The platformization of the web has claimed many victims, RSS readers included. Google Reader's 2013 demise was a major blow; the company offed it in favor of "products to address each user's interest with the right information at the right time via the most appropriate means," as it Google executive Richard Gingras put it at the time. In other words, letting Google Now decide what you want. And the popular Digg Reader, which was born in response to that shuttering, closed its doors this week after a nearly four-year run.
Despite those setbacks, though, RSS has persisted. "I can't really explain it, I would have thought given all the abuse it's taken over the years that it would be stumbling a lot worse," says programmer Dave Winer, who helped create RSS.
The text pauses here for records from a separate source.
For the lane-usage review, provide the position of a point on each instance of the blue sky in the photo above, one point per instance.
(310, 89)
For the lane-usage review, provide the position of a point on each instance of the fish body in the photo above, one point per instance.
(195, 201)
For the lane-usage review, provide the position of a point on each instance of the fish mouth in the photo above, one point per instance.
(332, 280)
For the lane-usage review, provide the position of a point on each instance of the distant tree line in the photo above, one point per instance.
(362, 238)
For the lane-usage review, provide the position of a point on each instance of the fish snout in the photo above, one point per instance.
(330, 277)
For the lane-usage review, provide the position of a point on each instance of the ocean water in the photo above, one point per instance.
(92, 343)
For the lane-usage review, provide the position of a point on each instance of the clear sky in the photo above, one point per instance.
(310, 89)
I enjoyed this story on the state of RSS by Wired's Brian Barrett because it resonates with a trend I've also noticed in the past couple of years. Many of us have often praised social networks as "winners" in the battle against pure old RSS feeds, but the reality is that RSS is here to say. Perhaps, like rock and roll, RSS can never truly die.
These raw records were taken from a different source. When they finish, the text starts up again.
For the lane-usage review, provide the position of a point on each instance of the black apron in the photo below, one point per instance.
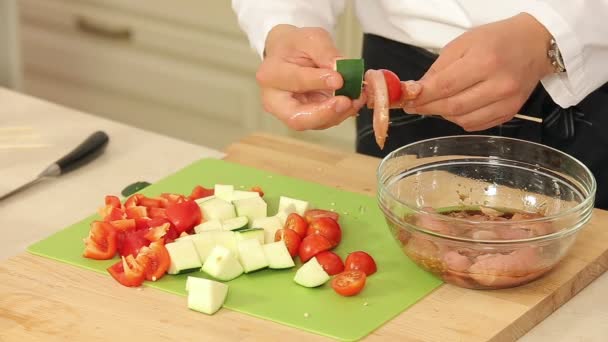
(577, 131)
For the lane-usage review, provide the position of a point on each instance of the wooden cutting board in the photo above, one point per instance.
(53, 301)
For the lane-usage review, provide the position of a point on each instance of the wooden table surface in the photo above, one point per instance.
(43, 300)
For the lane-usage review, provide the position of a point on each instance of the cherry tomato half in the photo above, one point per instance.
(331, 262)
(313, 245)
(328, 228)
(349, 283)
(360, 261)
(296, 223)
(290, 238)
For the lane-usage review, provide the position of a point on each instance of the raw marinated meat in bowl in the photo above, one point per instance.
(484, 212)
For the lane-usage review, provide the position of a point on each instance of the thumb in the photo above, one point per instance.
(320, 47)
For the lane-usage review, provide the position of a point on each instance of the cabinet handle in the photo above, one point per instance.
(117, 33)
What's even more interesting is that, beyond RSS as a protocol, RSS services and clients (web backends and apps) are improving and growing more powerful on a weekly basis now. Barrett mentioned Feedly, The Old Reader, and Inoreader (which I've been using since 2016 and offers terrific power user features); I would also add NewsBlur and Feedbin – two services that have relentlessly iterated on the RSS experience since Google Reader's demise. Just in the past few months, for instance, NewsBlur launched infrequent site stories to fix the very problem of subscribing to too many feeds, and Feedbin rolled out support for Twitter subscriptions. Both are genuine innovations that help people who want to get their news directly from the sources they choose. And if we look at the iOS side of this, apps like Fiery Feeds and lire are rethinking what advanced RSS readers for iPhone and iPad should be capable of. We wanted to do an RSS-focused episode of AppStories, and we ended up producing two of them (you can listen here and here) because there was just so much to talk about.
While millions of people may be happy getting their news from Facebook or an aggregator like Apple News (which I also use, occasionally, for more mainstream headlines), the resiliency of RSS makes me happy. There was a time when I thought all my news could come from social feeds and timelines; today, I'm more comfortable knowing that I – not a questionable and morally corrupt algorithm – fully control hundreds of sources I read each day.